The Negroni, like many classic cocktails, calls for just a few ingredients: gin, sweet vermouth and, of course, Campari. The famed Italian liqueur usually gets the most attention, since it’s responsible for the drink’s signature vibrant red color and bright bitterness. The recipe for the historic concoction is no secret (an equal measure of all three ingredients is standard, as is an orange garnish), but to make the best possible Negroni, what gin and vermouth should you use?
To answer this tough question, we recruited some of the West Coast’s best bartenders: Erik Adkins (The Slanted Door and Heaven’s Dog), Marco Dionysos (Rye and Smuggler’s Cove), Ryan Fitzgerald (Beretta), Steven Liles (Smuggler’s Cove) and Vince Lund (Beretta) from San Francisco, and Zane Harris (Rob Roy) from Seattle. Our crack team of mixological researchers was led by the talented Jacques Bezuidenhout, who trains Kimpton Hotels’ bartenders around the country and is also the brand ambassador for Partida Tequila.
Using the same recipe, our bar all-stars made Negronis with 14 different kinds of gin, in a wide range of styles and flavors. After much stirring, sipping and debating, they agreed that Plymouth Gin and traditional London dry gins, in particular Beefeater and Tanqueray, worked the best.

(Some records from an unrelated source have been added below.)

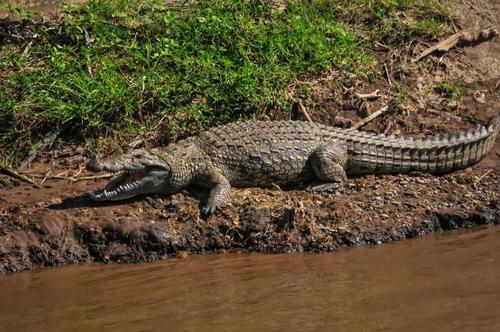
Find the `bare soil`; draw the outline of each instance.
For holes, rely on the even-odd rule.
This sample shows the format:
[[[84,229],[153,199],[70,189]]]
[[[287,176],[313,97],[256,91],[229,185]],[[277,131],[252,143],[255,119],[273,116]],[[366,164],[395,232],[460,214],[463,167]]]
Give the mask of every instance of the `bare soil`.
[[[5,4],[20,5],[29,11],[40,14],[44,19],[51,19],[59,16],[62,12],[63,6],[67,3],[82,4],[86,0],[6,0]],[[2,1],[2,3],[4,3]],[[15,17],[15,13],[9,13],[6,8],[0,8],[0,18],[10,14]]]
[[[447,3],[459,29],[500,27],[496,1]],[[343,87],[339,73],[311,78],[305,84],[313,94],[303,104],[314,121],[347,127],[360,120],[360,113],[397,101],[397,111],[363,130],[412,136],[467,130],[500,110],[498,37],[412,63],[427,46],[374,50],[379,71],[366,79],[343,78]],[[436,89],[442,82],[459,82],[460,95]],[[361,111],[359,104],[353,105],[354,92],[375,89],[382,95],[379,100]],[[303,114],[269,114],[269,119],[283,117],[300,119]],[[102,204],[87,193],[106,180],[52,178],[91,175],[83,171],[84,152],[61,143],[42,155],[26,173],[40,183],[38,188],[0,175],[0,273],[203,252],[328,252],[500,223],[500,139],[481,163],[446,176],[353,178],[334,194],[234,189],[228,206],[208,218],[199,212],[206,194],[201,189]]]

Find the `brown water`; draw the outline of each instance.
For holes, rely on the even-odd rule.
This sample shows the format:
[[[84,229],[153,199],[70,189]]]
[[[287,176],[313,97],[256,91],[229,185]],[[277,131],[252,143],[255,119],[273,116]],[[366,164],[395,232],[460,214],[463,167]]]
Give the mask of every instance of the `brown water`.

Not that long ago, you didn’t have all that much choice when it came to sweet vermouth: Most bars and stores carried just a few brands. But now there’s an ever-growing selection of fine and complex fortified wines from across Europe. Call them traditionalists, but our bartenders picked staples Martini & Rossi Rosso and Cinzano Rosso as their Negroni favorites. While some of the other vermouths worked well, especially with nontraditionally flavored gins, many of them were a bit overpowering and threw off the drink’s delicate balance. None were as good at “binding the gin and Campari together,” Bezuidenhout says.
Now that the results are in, it’s time for you to mix up a Negroni and see for yourself why this is the best recipe.
Add all the ingredients to an old fashioned glass filled with ice and stir until cold. Garnish with an orange slice.